I am building an experience in Unity that will recognize when a user blows into the microphone. I have a working implementation that recognizes sounds above a certain loudness threshold, but I want to take it a step further and identify only blow sounds.
My current implementation is:
I extract FFT information from a 1-second sound clip and identify the range of frequencies involved. The idea is that the blowing sound covers a larger number of frequencies than typical speech (based on its spectrogram), so I expected its frequency range to be close to 100%. This implementation picks up other sounds and speech that have a frequency range close to 100%, which I guess is to be expected, but that's what I have so far.
As you can see in the spectrogram, it's easy to see where the blowing sound occurs.
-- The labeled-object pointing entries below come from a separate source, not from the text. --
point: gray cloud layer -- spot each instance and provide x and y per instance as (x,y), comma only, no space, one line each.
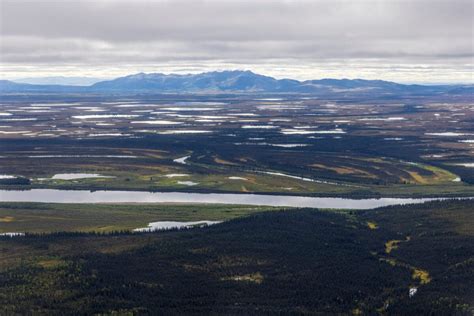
(417,39)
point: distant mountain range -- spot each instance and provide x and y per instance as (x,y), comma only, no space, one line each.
(235,82)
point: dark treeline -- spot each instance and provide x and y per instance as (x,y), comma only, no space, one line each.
(287,262)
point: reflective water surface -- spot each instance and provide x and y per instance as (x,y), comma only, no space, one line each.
(84,196)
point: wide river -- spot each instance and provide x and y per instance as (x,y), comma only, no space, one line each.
(84,196)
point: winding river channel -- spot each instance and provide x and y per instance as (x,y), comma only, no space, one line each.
(84,196)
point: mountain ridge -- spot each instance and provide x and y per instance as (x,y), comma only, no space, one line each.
(236,81)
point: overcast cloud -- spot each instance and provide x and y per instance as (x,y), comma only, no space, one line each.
(401,40)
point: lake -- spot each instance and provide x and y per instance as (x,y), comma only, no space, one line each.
(84,196)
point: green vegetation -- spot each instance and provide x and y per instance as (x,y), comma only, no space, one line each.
(300,261)
(44,217)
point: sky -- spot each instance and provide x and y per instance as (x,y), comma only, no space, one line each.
(412,41)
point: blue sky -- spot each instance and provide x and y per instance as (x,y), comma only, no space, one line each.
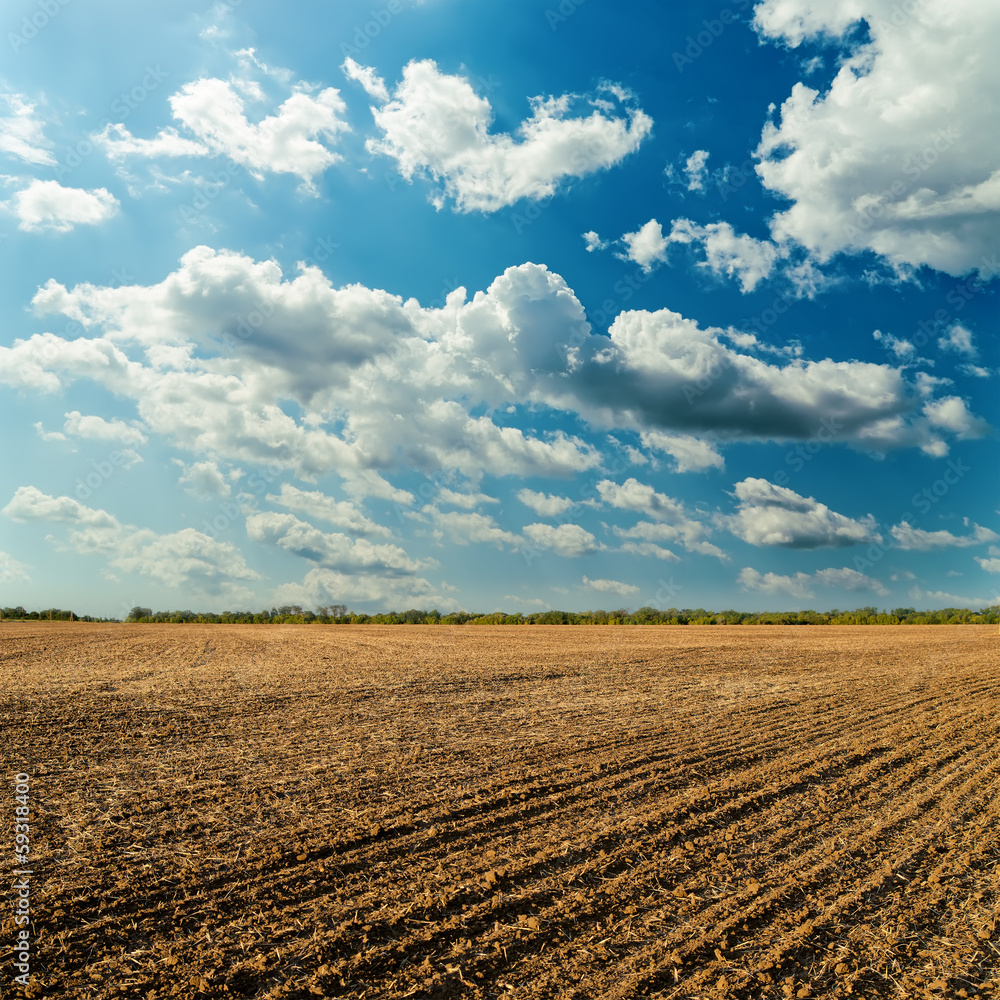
(499,305)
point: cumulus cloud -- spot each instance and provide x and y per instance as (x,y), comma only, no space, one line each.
(951,413)
(545,503)
(908,537)
(899,155)
(959,339)
(849,579)
(295,140)
(727,252)
(466,500)
(436,125)
(373,84)
(903,349)
(98,429)
(22,135)
(646,246)
(694,169)
(672,521)
(991,564)
(214,352)
(203,480)
(775,583)
(30,504)
(462,527)
(332,551)
(185,558)
(12,571)
(800,585)
(772,515)
(321,587)
(569,540)
(611,587)
(690,454)
(119,143)
(47,206)
(340,513)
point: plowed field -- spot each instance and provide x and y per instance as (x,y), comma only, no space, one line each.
(579,812)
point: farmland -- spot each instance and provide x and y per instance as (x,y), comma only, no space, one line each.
(491,811)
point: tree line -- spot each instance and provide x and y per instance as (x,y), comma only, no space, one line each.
(338,614)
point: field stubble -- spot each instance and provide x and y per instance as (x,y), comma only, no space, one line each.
(546,811)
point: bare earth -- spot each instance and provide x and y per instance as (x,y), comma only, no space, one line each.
(500,811)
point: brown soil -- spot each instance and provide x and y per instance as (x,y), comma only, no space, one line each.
(578,812)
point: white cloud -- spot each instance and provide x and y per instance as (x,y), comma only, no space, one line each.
(295,140)
(726,252)
(204,480)
(22,135)
(800,585)
(941,599)
(462,527)
(569,540)
(951,413)
(322,587)
(991,564)
(373,84)
(119,143)
(98,429)
(12,571)
(47,206)
(30,504)
(545,503)
(647,549)
(899,155)
(901,348)
(244,366)
(437,125)
(777,516)
(774,583)
(676,525)
(908,537)
(185,558)
(332,551)
(340,513)
(611,587)
(959,339)
(694,168)
(646,246)
(48,435)
(729,253)
(691,454)
(849,579)
(466,500)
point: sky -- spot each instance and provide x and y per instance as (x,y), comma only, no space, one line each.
(564,304)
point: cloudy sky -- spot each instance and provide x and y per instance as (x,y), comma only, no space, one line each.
(499,305)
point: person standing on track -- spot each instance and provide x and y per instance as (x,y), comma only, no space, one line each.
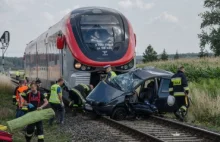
(39,88)
(178,87)
(56,101)
(34,100)
(78,94)
(18,98)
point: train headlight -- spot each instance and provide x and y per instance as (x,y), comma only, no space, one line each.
(126,67)
(130,64)
(83,67)
(77,65)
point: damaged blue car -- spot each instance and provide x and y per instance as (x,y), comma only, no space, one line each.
(139,92)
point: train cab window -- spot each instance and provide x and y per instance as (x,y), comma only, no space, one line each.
(101,29)
(138,90)
(165,85)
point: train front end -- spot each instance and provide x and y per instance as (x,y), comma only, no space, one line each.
(97,37)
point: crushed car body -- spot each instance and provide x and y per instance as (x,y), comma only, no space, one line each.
(141,91)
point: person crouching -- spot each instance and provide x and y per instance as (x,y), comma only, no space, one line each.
(34,99)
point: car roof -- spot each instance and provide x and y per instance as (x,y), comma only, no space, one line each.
(151,72)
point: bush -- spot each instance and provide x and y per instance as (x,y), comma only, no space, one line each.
(205,102)
(196,69)
(5,85)
(6,90)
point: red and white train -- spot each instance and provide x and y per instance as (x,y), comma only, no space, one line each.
(77,47)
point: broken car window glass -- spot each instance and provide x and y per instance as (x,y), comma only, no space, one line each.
(125,82)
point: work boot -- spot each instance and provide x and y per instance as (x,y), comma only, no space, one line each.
(28,139)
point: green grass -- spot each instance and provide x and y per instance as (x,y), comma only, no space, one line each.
(196,69)
(7,112)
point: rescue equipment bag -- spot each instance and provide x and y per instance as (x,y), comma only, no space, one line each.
(170,100)
(30,118)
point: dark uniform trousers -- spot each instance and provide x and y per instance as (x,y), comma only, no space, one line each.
(178,87)
(30,131)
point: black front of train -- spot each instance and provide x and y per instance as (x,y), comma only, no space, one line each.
(103,36)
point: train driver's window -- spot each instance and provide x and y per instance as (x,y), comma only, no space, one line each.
(138,90)
(147,82)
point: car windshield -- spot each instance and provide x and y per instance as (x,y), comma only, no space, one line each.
(125,82)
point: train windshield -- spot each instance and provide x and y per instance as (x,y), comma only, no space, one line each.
(100,32)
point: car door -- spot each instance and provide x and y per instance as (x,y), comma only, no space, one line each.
(163,93)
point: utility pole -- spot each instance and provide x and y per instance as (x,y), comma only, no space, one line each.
(5,38)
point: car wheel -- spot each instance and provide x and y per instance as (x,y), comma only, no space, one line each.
(119,113)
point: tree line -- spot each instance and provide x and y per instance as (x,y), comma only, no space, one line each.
(13,63)
(209,37)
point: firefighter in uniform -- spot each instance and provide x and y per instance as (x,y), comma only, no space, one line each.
(39,88)
(17,75)
(56,101)
(78,94)
(34,100)
(178,87)
(110,74)
(18,98)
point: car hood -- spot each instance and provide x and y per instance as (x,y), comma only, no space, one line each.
(103,93)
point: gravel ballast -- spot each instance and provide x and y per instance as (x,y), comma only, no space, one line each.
(84,129)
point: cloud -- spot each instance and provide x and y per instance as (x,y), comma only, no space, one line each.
(125,3)
(168,17)
(164,16)
(136,4)
(49,18)
(68,10)
(18,5)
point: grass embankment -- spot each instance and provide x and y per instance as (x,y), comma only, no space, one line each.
(7,112)
(204,77)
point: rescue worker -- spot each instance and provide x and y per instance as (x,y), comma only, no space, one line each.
(39,88)
(33,101)
(78,94)
(17,75)
(110,74)
(56,101)
(178,87)
(19,97)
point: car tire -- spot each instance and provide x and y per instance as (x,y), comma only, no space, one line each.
(119,114)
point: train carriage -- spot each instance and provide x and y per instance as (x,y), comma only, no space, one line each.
(78,47)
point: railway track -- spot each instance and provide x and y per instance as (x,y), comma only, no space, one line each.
(14,81)
(156,129)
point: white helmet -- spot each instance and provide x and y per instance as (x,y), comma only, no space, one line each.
(170,100)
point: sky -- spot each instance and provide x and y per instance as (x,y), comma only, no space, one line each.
(165,24)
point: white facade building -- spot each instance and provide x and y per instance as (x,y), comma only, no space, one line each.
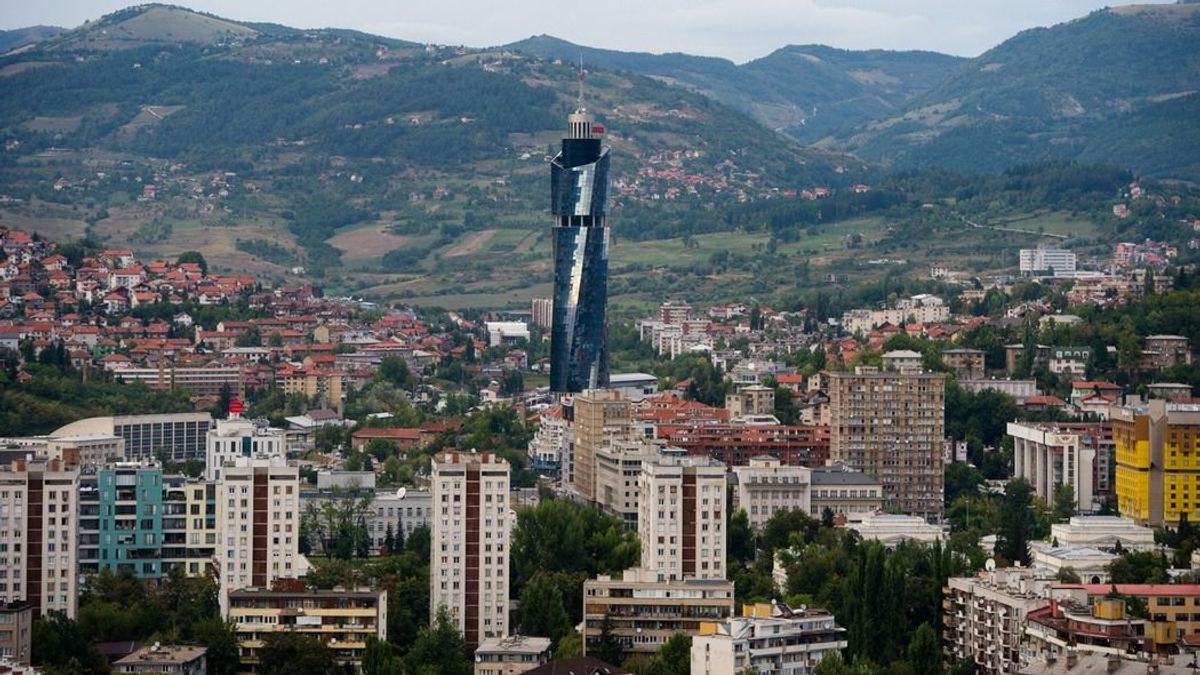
(238,437)
(681,518)
(469,547)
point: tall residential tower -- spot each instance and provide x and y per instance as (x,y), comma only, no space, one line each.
(579,177)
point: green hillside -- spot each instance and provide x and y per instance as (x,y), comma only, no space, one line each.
(1116,85)
(807,91)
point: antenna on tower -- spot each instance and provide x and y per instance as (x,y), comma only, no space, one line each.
(581,79)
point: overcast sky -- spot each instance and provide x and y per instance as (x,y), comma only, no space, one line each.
(736,29)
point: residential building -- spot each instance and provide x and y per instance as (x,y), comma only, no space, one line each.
(17,632)
(469,544)
(893,529)
(736,444)
(768,639)
(601,417)
(1053,460)
(343,619)
(513,655)
(966,364)
(1047,262)
(165,659)
(180,435)
(258,524)
(646,608)
(1104,532)
(39,557)
(851,494)
(238,437)
(767,487)
(681,518)
(1158,466)
(891,425)
(985,617)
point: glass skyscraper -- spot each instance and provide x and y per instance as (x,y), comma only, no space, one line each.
(579,175)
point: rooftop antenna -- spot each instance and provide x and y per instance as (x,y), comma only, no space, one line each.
(581,81)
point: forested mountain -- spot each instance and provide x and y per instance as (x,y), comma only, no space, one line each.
(21,36)
(808,91)
(1119,85)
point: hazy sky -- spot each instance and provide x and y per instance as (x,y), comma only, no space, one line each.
(735,29)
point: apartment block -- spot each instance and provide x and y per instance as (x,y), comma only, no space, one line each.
(342,619)
(601,417)
(1157,461)
(646,608)
(681,518)
(891,426)
(985,617)
(258,524)
(768,639)
(767,487)
(469,548)
(39,511)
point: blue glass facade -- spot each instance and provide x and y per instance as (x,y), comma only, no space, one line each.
(579,174)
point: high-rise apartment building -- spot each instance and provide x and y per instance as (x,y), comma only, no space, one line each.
(579,201)
(469,543)
(1158,461)
(891,426)
(601,417)
(39,511)
(681,518)
(258,524)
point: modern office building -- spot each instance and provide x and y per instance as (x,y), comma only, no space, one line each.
(767,487)
(646,608)
(1158,466)
(258,524)
(891,426)
(39,557)
(341,619)
(768,639)
(601,418)
(181,435)
(238,437)
(579,354)
(511,656)
(469,544)
(1051,459)
(681,518)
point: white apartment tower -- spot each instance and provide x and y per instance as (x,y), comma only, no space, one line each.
(469,547)
(39,514)
(681,518)
(238,437)
(258,524)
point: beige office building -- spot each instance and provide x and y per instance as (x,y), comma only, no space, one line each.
(891,426)
(469,544)
(601,417)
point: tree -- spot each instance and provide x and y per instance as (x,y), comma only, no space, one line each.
(221,640)
(294,653)
(1015,521)
(925,651)
(607,647)
(541,609)
(439,649)
(193,257)
(379,658)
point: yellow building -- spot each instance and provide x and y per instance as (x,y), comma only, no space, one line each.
(1158,461)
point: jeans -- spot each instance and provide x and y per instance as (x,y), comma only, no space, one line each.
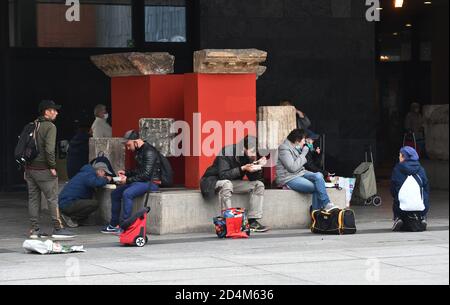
(312,183)
(127,192)
(42,181)
(256,189)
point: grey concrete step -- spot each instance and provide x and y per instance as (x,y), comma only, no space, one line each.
(185,211)
(437,172)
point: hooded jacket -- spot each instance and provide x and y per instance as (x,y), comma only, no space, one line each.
(81,186)
(400,174)
(46,144)
(226,166)
(291,163)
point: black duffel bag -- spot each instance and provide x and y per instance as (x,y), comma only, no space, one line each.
(334,222)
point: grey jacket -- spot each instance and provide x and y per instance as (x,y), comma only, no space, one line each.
(290,163)
(304,123)
(46,141)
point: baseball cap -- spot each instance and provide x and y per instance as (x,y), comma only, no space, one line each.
(131,135)
(103,166)
(48,104)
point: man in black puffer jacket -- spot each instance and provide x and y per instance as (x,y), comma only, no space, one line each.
(134,183)
(226,177)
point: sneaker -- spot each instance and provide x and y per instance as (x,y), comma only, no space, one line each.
(37,234)
(62,234)
(112,230)
(330,206)
(255,226)
(69,221)
(398,224)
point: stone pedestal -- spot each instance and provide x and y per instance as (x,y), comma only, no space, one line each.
(436,131)
(228,61)
(158,133)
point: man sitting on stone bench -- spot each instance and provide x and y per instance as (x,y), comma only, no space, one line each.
(134,183)
(226,175)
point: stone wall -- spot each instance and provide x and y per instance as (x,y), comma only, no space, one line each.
(436,131)
(112,148)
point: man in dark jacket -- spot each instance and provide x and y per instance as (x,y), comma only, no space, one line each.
(409,168)
(41,175)
(75,201)
(78,153)
(134,183)
(226,175)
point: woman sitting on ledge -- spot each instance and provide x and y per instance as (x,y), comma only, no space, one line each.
(291,172)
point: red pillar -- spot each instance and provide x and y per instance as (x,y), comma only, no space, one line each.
(220,98)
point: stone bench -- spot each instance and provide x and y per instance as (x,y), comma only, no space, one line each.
(185,211)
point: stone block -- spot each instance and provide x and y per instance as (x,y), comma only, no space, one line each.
(274,125)
(158,133)
(185,211)
(135,64)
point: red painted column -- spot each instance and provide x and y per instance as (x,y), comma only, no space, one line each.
(218,98)
(153,96)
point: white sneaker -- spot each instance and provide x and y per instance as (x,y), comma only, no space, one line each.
(69,221)
(330,206)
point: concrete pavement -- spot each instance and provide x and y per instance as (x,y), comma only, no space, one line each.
(373,256)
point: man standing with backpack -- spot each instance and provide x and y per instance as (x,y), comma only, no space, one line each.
(136,182)
(41,175)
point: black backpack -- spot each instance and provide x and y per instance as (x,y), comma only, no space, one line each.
(413,222)
(334,222)
(27,149)
(166,171)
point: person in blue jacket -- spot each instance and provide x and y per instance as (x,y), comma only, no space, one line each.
(75,200)
(409,167)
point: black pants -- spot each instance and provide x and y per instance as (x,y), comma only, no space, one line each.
(80,209)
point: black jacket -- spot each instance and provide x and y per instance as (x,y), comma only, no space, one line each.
(226,168)
(313,163)
(148,165)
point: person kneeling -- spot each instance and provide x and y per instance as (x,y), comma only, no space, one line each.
(75,200)
(410,190)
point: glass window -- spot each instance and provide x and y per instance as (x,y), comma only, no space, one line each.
(165,21)
(12,41)
(395,47)
(101,23)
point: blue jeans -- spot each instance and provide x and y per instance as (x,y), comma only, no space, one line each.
(127,192)
(312,183)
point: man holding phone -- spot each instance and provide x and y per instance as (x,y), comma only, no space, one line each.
(133,183)
(226,176)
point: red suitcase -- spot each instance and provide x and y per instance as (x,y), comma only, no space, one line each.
(135,228)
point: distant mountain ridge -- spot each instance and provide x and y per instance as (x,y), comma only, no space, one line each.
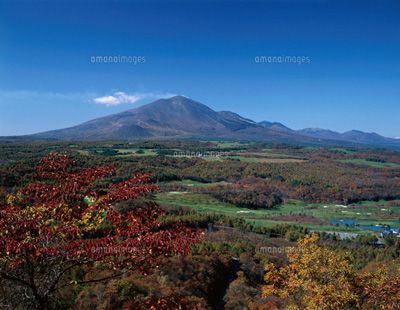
(181,117)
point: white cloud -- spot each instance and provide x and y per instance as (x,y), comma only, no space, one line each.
(117,98)
(121,97)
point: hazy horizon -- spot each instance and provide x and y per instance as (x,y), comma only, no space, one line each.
(338,67)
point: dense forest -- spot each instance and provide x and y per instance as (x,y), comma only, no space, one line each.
(93,226)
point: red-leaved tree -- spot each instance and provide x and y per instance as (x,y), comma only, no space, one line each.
(63,221)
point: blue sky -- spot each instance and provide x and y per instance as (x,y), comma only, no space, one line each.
(205,50)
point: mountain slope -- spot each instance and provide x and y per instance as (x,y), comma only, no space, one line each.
(181,117)
(353,136)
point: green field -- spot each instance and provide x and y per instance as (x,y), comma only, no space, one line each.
(136,152)
(370,163)
(367,213)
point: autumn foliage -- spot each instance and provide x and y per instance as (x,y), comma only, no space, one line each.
(317,277)
(62,220)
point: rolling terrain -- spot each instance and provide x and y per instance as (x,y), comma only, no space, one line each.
(181,117)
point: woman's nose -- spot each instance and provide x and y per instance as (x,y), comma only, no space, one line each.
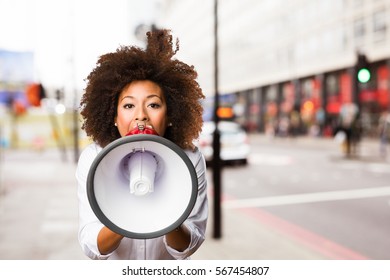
(141,115)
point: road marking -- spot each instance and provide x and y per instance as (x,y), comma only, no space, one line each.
(308,198)
(273,160)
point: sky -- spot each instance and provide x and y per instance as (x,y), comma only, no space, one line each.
(67,36)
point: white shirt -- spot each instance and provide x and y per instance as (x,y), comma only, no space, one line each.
(157,248)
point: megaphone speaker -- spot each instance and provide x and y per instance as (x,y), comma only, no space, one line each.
(142,186)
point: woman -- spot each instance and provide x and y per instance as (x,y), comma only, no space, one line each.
(128,89)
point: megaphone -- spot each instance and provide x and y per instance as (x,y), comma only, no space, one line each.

While speech appears more jagged, the blowing sound seems to have a very consistent pattern. 
Research that I have done:
- I tried to follow the steps in this academic research paper first. While I learned a lot about digital sound, I also realized it was relying on machine learning, and I want to avoid that.
- I analyzed the spectrogram above and semi-successfully implemented sound recognition based on the frequency range for a 1-second sound clip. I used FFT information for this implementation.
- I tried to treat a frequency histogram of my audio sample as an n-dimensional vector. I calculated the dot product of an audio sample and a pre-recorded blowing sound based on one of the answers from this post. The results were inconsistent, so I abandoned the idea.
- I found a question that seemed the most similar for my situation. The comments helped me solidify my belief that machine learning would be an overkill for this situation. The answers seem to suggest classification algorithms as a solution, and, if I'm not mistaken, that's machine learning. (Correct me if I'm wrong though)
My question is:
Which other audio features can I extract from the audio clip/FFT to identify a blowing sound more precisely?
I can visually see the blowing sound in the spectrogram, which leads me to believe it's possible to identify it with an algorithm without using machine learning.
I am relatively new to sound processing, so any information is highly appreciated.
The reason why at least one of the FFT bins is always zero is because of the code I'm using. It apparently spits out some 0 values because of garbage collection or something. I am using the code from here - https://answers.unity.com/questions/974565/how-to-do-a-fft-in-unity.html
I actually thought that was normal until you pointed it out, so thanks for catching that!
– Anya Apr 15 '21 at 16:36